Gray Code Solution

23 November 2021

Statement

( The original statement can be found here )
A Gray code is a list of all \(2^n\) bit strings of length n, where any two successive strings differ in exactly one bit (i.e., their Hamming distance is one).

Your task is to create a Gray code for a given length \(n\).

Input
The only input line has an integer \(n\).

Output
Print \(2^n\) lines that describe the Gray code. You can print any valid solution.

Constraints
1 ≤ n ≤ \(16\)
Time limit : 1.00s
Memory limit : 512MB


Example

Input :
2

Output :
00
01
11
10

Solution

How can we generate all bit strings of length \(N\) where two successive strings differ in exactly one bit?

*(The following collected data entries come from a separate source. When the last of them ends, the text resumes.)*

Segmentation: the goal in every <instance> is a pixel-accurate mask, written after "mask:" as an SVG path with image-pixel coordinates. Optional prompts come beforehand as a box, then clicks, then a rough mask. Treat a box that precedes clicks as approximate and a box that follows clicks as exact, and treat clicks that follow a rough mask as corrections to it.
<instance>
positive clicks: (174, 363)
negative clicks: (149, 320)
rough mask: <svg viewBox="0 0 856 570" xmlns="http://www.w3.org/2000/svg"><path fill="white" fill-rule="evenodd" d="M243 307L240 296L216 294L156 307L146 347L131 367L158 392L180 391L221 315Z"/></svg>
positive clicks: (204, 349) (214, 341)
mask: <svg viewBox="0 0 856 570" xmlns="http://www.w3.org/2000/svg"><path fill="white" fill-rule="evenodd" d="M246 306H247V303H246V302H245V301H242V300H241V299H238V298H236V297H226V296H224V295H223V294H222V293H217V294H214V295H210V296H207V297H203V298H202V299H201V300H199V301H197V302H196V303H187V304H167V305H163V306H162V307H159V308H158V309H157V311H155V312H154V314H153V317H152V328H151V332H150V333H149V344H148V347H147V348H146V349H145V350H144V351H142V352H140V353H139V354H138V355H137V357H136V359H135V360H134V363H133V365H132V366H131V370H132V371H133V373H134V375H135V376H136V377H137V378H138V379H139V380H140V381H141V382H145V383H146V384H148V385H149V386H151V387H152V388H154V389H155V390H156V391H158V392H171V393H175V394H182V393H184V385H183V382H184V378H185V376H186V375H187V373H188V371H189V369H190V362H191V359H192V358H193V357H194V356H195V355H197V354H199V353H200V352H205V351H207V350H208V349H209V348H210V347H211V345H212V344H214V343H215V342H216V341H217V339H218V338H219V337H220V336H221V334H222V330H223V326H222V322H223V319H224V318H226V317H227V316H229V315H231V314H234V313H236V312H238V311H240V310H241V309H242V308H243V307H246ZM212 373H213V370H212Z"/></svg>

If you read the statement carefully, you will notice a little hint. We are asked to "list all \(2^n\) bit strings", which means that there is a way of reordering all the possible bit strings that satisfies our original requirements. It also indicates that generating this list might require doubling its size \(N\) times (and that is indeed part of the solution).

One possible solution to this problem is to start with a list of two elements {"0", "1"} . The idea is to duplicate this list and append it to the original list in reverse order, so that we get {"0", "1", "1", "0"} . The final step is to append a "0" to the first half and a "1" to the second half of the resulting list. We only need to repeat this process \(N\) times.

The trick is to understand that by reversing and appending a copy of the list to the original, the middle elements are the same, differing only by the newly added bit.

#include <bits/stdc++.h>
using namespace std;


int main() {
    int n;
    cin >> n;
    vector<string> gray_code;
    gray_code.push_back("");
    for (int i = 0; i < n; i++) {
        int size = gray_code.size();
        for (int j = size - 1; j >= 0; j--) {
            gray_code.push_back(gray_code[j]);
        }
        size *= 2;
        for (int j = 0; j < size; j++) {
            if (j < gray_code.size() / 2) {
                gray_code[j] += "0";
            } else {
                gray_code[j] += "1";
            }
        }
    }
    for (int i = 0; i < gray_code.size(); i++) {
        cout << gray_code[i] << endl;
    }
}

Since we have to generate every possible string and store it in a list, the time and space complexities are \(O(2^n)\).